May 06 2014

What Heartbleed Felt Like in Federal IT

Recent vulnerabilities expose a fundamental issue that points to more headaches on the horizon.

Heartbleed, the notorious security vulnerability in OpenSSL software that allowed hackers to access memory in web servers, caused ripples throughout the IT world when it was discovered in April. And last week, Microsoft released a fix for Internet Explorer after the Department of Homeland Security recommended users find another browser until the software giant patched a separate vulnerability, which could allow remote code execution on exposed PCs.

The federal government did not go unscathed, and the outbreak has left a lasting impression on some.

“The problem, when these two things occurred, was that I did not have a choice. It was either shut down Internet Explorer and kill my business or use an alternative browser and not do business,” said Alen Kirkorian, chief information security officer at the Overseas Private Investment Corporation (OPIC), an independent government agency that facilitates developmental finance. “It’s a very hard choice for a CISO to then go to a CIO and say, ‘I have bad news, or I have worse news.’

Kirkorian told attendees of the GITEC 2014 Summit in Baltimore that one significant flaw in online applications is the way some are tied to certain web browsers, effectively backing security professionals into a corner when software flaws are discovered.

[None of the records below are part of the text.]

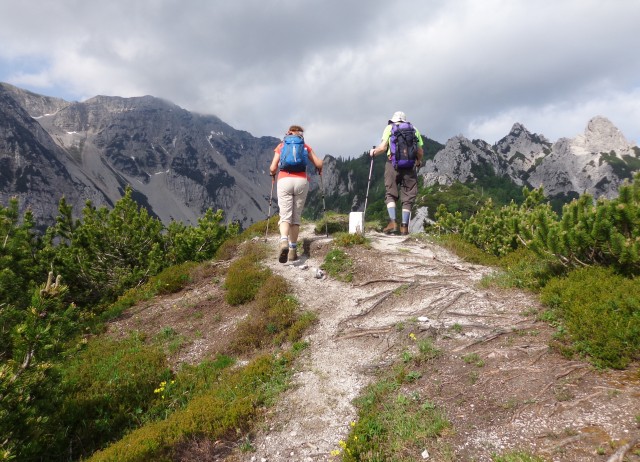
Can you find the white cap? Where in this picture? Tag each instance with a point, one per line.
(398, 116)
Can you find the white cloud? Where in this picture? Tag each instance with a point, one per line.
(341, 68)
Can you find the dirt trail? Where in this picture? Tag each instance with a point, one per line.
(517, 394)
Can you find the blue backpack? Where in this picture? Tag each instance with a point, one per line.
(293, 155)
(404, 145)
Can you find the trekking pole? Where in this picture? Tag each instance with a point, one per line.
(273, 180)
(366, 198)
(324, 207)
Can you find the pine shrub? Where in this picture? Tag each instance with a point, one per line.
(601, 313)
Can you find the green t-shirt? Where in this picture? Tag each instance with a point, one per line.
(386, 134)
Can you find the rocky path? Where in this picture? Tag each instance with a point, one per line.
(518, 394)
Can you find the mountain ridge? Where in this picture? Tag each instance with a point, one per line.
(180, 163)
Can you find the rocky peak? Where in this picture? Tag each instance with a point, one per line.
(601, 136)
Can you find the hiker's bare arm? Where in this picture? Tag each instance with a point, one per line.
(382, 147)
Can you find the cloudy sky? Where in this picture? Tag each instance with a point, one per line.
(340, 68)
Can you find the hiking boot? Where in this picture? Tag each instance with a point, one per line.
(283, 251)
(293, 254)
(391, 228)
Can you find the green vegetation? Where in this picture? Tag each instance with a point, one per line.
(338, 265)
(517, 456)
(394, 421)
(584, 262)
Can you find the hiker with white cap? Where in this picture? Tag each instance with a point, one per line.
(402, 143)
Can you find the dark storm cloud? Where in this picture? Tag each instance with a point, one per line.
(340, 68)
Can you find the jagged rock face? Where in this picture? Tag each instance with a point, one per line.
(463, 160)
(522, 149)
(601, 136)
(596, 162)
(178, 163)
(32, 166)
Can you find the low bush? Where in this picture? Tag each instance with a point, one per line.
(108, 386)
(245, 276)
(273, 318)
(225, 410)
(348, 240)
(601, 313)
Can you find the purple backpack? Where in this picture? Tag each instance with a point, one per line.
(404, 145)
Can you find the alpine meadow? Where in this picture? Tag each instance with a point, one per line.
(133, 332)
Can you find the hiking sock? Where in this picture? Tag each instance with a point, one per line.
(391, 209)
(283, 250)
(406, 214)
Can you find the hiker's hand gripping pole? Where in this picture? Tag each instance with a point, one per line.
(324, 207)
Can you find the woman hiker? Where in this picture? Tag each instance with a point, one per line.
(291, 156)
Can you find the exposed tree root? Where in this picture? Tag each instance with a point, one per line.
(618, 456)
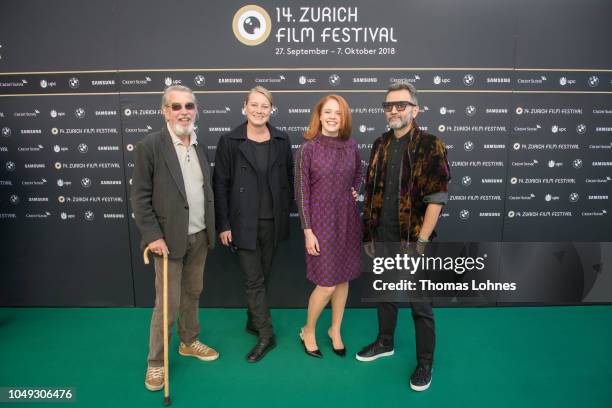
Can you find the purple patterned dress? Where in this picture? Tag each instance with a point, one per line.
(325, 170)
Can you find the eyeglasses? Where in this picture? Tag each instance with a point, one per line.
(177, 106)
(399, 105)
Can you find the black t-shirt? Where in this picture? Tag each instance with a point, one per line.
(262, 156)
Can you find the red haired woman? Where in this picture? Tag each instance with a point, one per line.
(328, 174)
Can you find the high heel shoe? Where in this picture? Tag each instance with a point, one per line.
(340, 352)
(312, 353)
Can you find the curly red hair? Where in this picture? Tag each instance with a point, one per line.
(345, 118)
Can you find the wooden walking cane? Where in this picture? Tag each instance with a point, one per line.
(165, 323)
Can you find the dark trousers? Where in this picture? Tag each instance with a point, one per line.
(422, 312)
(185, 283)
(424, 328)
(256, 266)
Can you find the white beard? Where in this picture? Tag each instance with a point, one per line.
(182, 131)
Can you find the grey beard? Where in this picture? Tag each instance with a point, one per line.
(181, 131)
(398, 124)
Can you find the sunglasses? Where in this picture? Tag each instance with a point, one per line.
(177, 106)
(399, 105)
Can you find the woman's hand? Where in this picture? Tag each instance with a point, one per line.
(312, 243)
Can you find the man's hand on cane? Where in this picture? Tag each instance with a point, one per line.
(159, 247)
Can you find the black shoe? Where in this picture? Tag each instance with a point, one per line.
(420, 378)
(313, 353)
(260, 350)
(251, 329)
(339, 352)
(373, 351)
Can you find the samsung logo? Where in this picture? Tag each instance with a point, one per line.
(114, 216)
(370, 80)
(106, 113)
(103, 83)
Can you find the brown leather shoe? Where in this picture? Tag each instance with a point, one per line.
(198, 350)
(154, 378)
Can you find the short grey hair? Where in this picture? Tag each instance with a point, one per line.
(407, 86)
(176, 88)
(259, 89)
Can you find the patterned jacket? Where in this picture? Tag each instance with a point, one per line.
(423, 179)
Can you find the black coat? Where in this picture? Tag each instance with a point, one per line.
(236, 188)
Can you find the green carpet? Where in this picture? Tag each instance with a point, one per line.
(485, 357)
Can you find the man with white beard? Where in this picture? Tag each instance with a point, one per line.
(172, 200)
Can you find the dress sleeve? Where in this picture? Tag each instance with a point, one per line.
(302, 184)
(357, 180)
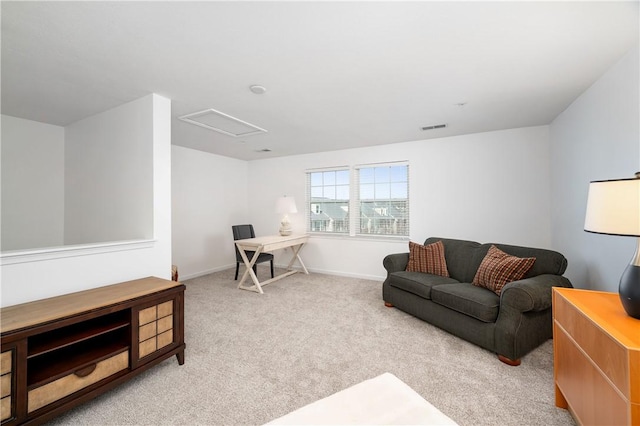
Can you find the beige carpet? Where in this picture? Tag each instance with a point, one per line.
(251, 358)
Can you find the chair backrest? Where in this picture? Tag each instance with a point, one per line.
(240, 232)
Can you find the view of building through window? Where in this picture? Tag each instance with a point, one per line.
(329, 201)
(379, 204)
(384, 200)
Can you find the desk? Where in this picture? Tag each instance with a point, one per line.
(264, 244)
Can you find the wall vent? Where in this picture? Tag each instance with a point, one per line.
(222, 123)
(435, 126)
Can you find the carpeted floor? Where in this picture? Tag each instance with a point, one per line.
(251, 358)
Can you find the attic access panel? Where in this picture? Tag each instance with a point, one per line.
(222, 123)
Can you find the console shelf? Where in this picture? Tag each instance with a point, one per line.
(60, 352)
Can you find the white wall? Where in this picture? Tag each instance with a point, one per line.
(596, 138)
(108, 175)
(209, 195)
(487, 187)
(32, 184)
(30, 278)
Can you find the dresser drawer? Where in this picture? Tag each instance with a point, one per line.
(74, 382)
(6, 377)
(599, 346)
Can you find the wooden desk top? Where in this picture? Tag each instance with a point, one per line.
(28, 314)
(605, 309)
(272, 242)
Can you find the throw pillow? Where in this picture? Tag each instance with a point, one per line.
(429, 259)
(499, 268)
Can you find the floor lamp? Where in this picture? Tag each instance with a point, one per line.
(613, 208)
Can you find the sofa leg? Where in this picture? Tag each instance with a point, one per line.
(508, 361)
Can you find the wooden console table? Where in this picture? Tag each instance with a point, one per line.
(269, 243)
(596, 357)
(59, 352)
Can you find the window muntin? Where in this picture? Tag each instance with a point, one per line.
(375, 202)
(329, 201)
(383, 202)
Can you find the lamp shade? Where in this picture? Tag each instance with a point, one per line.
(613, 207)
(285, 205)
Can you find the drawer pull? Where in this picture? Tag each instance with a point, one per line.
(84, 372)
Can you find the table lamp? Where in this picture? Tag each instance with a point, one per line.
(613, 208)
(284, 206)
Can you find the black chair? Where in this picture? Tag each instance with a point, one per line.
(241, 232)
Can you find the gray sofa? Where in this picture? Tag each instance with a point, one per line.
(510, 325)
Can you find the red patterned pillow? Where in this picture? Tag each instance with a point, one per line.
(499, 268)
(429, 259)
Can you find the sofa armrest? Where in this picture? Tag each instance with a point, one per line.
(532, 294)
(396, 262)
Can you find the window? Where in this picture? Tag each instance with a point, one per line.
(328, 201)
(383, 202)
(365, 200)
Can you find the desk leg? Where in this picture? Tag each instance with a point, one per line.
(249, 271)
(296, 256)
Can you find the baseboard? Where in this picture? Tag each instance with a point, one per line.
(283, 266)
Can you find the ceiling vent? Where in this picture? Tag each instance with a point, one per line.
(222, 123)
(436, 126)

“Ultimately when it comes down to it, a lot of these enterprise applications really need to be developed so they’re agnostic,” Kirkorian said. “So it doesn’t matter what kind of browser you’re using; it doesn’t matter what kind of technology you’re using. If there are vulnerabilities found 'zero-day,' we can move very quickly to something else and get the business going again.”

Beyond ensuring that they adopt technology-agnostic critical applications, agencies need to know exactly what they’re running on their networks so they understand which systems might be susceptible to security breaches.

“With Heartbleed, a lot of us did not know some of the systems that were affected by it,” Kirkorian said. “Folks didn’t realize that a lot of the appliances we have — systems and services — were based on this little piece of code that was managed by [the open source community]. And it caused a big problem for us.”